Re: Types, sets, and relations

phayes@cs.uiuc.edu
Message-id: <199304282021.AA14946@dante.cs.uiuc.edu>
Date: Wed, 28 Apr 1993 15:23:49 +0000
To: macgregor@ISI.EDU
From: phayes@cs.uiuc.edu
X-Sender: phayes@dante.cs.uiuc.edu
Subject: Re: Types, sets, and relations
Cc: interlingua@ISI.EDU
Bob, I found this in an earlier message of yours:

>... We and many of our users
>find the distinction between Type and Monadic-Relation useful, but we
>have not discovered a reliable semantic basis for this distinction, and
>I would hazard a guess that we never will.

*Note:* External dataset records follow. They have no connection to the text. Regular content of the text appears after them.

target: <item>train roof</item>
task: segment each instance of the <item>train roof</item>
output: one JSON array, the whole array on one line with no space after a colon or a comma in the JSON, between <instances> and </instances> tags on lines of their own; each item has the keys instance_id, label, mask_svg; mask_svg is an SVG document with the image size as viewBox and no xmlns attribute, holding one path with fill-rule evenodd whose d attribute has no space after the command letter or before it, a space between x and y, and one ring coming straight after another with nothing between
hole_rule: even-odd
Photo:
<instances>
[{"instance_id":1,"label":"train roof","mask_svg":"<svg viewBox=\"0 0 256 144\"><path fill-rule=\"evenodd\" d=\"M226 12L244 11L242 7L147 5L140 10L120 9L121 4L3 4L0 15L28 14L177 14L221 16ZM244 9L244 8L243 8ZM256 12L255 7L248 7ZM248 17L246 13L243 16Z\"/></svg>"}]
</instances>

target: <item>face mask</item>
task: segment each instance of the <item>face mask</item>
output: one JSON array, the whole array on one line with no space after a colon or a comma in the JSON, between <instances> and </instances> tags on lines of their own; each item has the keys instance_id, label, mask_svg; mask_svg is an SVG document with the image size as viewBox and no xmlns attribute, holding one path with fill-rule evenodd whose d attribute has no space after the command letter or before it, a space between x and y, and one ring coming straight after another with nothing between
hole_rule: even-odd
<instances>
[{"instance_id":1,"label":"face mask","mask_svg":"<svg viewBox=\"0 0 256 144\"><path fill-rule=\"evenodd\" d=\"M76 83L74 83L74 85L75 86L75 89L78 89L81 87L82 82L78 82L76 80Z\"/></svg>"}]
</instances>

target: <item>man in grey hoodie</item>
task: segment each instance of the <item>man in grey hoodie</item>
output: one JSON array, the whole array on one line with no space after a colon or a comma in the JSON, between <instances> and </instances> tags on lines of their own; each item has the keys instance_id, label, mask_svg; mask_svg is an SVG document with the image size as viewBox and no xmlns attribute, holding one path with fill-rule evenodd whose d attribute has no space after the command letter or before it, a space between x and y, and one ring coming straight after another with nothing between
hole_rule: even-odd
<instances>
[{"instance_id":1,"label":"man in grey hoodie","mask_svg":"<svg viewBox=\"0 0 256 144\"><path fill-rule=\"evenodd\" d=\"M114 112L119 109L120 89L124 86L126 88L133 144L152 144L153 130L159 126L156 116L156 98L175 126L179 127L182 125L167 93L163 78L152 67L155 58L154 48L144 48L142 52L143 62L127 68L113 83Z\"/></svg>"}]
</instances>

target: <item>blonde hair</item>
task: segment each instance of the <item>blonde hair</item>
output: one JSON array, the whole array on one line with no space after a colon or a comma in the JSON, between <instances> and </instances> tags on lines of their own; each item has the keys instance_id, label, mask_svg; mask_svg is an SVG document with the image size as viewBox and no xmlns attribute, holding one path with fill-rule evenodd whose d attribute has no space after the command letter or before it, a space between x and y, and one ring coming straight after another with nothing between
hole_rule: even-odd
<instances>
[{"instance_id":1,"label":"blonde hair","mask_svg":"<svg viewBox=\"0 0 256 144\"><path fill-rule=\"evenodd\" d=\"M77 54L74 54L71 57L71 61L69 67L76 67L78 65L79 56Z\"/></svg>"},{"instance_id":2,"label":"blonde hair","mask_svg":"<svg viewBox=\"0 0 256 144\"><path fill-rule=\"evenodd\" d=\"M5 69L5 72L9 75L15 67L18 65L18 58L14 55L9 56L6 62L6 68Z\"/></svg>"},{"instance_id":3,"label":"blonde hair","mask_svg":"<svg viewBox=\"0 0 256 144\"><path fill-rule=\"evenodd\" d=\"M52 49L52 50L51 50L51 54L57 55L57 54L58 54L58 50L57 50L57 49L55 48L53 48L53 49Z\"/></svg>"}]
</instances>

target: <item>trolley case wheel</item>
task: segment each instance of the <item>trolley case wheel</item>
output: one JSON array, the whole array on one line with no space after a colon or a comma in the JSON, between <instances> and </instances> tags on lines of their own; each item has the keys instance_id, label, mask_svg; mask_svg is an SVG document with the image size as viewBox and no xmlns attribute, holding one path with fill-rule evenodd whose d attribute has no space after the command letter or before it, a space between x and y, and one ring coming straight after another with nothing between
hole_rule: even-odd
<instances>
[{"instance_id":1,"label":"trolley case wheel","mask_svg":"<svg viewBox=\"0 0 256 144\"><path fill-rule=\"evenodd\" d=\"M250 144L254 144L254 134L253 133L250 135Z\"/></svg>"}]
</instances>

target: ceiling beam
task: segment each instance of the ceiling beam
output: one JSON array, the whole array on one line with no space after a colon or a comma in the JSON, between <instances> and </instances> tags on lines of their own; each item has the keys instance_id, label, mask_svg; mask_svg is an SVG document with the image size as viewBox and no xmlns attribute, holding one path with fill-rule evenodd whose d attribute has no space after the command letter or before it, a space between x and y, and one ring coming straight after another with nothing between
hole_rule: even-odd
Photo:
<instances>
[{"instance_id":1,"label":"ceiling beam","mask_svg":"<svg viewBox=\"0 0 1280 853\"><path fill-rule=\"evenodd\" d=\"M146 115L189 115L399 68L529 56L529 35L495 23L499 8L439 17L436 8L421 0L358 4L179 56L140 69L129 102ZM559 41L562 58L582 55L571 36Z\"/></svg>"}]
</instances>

OK, my last challenge is inappropriate. Could you give me then some idea of
why you find this (apparently meaningless) distinction so useful that you
want to incorporate it into the syntax of the language? For example,
suppose I were to simply ignore it, and just translate all types into
monadic predicates, without telling you. How would you ever discover I had
done this? What difference would it make?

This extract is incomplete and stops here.